If we are to understand you as arguing for something trivial, then I think it only has trivial consequences. We must add nontrivial assumptions if we want to offer a substantive argument for risk.
Suppose we have a collection of systems of different ability that can all, under some conditions, solve X. Let’s say an “X-wrench” is an event that defeats systems of lower ability but not systems of higher ability (i.e. prevents them from solving X).
A system that achieves X with 1−ϵ probability must defeat all X-wrenches but those with a probability of at most ϵ. If the set of events that are Y-wrenches but not X-wrenches has probability δ, then the system can defeat all Y-wrenches but a collection with probability of at most ϵ+δ.
That is, if the challenges involved in achieving X are almost the same as the challenges involved in achieving Y, then something good at achieving X is almost as good at achieving Y (granting the somewhat vague assumptions about general capability baked into the definition of wrenches).
However, if X is something that people basically approve of and Y is something people do not approve of, then I do not think the challenges almost overlap. In particular, to do Y, with high probability you need to defeat a determined opposition, which is not likely to be necessary if you want X. That is: no need to kill everyone with nanotech if your doing what you were supposed to.

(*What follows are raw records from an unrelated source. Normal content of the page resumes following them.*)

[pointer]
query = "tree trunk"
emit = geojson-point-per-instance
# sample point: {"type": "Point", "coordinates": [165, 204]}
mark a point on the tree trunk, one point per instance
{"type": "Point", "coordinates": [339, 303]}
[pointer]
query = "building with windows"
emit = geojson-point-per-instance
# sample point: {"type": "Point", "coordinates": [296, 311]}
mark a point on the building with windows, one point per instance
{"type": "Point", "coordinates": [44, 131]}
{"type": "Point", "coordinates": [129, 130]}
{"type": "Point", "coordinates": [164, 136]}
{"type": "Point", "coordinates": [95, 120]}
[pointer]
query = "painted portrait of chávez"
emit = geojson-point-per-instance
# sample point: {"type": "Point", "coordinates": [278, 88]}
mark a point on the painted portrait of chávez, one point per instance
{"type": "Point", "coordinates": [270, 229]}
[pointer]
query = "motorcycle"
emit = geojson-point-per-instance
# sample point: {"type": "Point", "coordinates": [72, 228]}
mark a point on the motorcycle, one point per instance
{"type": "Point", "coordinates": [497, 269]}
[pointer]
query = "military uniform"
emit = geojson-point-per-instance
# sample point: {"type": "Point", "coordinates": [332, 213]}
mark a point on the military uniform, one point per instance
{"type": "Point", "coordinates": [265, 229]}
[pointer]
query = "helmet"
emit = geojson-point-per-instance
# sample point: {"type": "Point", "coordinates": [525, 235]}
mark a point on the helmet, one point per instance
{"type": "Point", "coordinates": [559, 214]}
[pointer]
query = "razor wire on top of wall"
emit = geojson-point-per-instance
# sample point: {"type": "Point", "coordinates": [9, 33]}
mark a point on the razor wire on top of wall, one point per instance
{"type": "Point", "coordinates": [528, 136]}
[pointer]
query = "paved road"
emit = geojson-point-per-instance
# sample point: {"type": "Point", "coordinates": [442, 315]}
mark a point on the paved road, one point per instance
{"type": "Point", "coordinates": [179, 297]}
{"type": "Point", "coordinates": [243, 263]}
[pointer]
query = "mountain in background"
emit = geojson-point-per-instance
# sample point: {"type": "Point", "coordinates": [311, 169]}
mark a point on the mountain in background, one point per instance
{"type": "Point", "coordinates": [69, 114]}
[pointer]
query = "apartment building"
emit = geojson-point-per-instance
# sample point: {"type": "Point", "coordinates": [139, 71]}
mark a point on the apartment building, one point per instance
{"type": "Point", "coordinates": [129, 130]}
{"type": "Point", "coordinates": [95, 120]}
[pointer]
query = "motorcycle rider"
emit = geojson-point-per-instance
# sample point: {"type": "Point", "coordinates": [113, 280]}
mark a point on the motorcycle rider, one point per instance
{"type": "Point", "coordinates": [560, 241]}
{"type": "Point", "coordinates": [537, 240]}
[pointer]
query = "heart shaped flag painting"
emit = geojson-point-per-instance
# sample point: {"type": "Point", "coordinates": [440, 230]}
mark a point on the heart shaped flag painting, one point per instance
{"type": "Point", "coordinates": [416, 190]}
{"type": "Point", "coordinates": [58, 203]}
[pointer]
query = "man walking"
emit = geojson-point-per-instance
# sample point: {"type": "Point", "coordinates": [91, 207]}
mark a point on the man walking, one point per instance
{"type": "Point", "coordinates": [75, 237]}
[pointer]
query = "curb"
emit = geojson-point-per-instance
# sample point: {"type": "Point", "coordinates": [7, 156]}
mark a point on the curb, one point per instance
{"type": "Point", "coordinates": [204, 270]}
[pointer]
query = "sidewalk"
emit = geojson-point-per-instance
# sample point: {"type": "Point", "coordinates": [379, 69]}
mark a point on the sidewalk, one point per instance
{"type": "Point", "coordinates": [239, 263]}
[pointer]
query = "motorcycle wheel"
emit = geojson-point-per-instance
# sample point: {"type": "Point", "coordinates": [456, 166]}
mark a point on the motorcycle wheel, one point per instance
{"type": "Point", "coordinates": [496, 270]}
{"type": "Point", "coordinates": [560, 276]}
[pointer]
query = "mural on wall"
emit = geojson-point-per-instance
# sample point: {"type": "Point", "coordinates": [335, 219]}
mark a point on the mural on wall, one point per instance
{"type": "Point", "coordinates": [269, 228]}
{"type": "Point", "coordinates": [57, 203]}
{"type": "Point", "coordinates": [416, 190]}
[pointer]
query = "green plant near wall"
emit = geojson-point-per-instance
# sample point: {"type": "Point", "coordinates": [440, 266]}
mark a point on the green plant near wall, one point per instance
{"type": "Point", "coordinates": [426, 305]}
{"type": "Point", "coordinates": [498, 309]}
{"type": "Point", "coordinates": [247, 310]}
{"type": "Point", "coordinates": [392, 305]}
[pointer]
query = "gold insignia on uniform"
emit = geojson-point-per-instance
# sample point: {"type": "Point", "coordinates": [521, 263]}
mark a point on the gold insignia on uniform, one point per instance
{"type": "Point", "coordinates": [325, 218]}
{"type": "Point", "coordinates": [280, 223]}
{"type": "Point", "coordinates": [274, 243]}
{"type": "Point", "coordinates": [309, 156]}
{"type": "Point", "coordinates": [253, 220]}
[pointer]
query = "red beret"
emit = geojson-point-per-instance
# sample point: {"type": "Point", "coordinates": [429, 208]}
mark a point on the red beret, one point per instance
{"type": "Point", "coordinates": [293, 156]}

In order to sustain the argument for risk, we need to assume that the easiest way to defeat X-wrenches is to learn a much more general ability to defeat wrenches than necessary and apply it to solving X and, furthermore, this ability is sufficient to also defeat Y-wrenches. This is plausible—we do actually find it helpful to build generally capable systems to solve very difficult problems—but also plausibly false. Even highly capable AI that achieves long-term objectives could end up substantially specialised for those objectives.
As an aside, if the set of Y-wrenches includes the gradient updates received during training, then an argument that an X-solver generalises to a Y-solver may also imply that deceptive alignment is likely (alternatively, proving that X-solvers generalise to Y-solvers is at least as hard as proving deceptive alignment).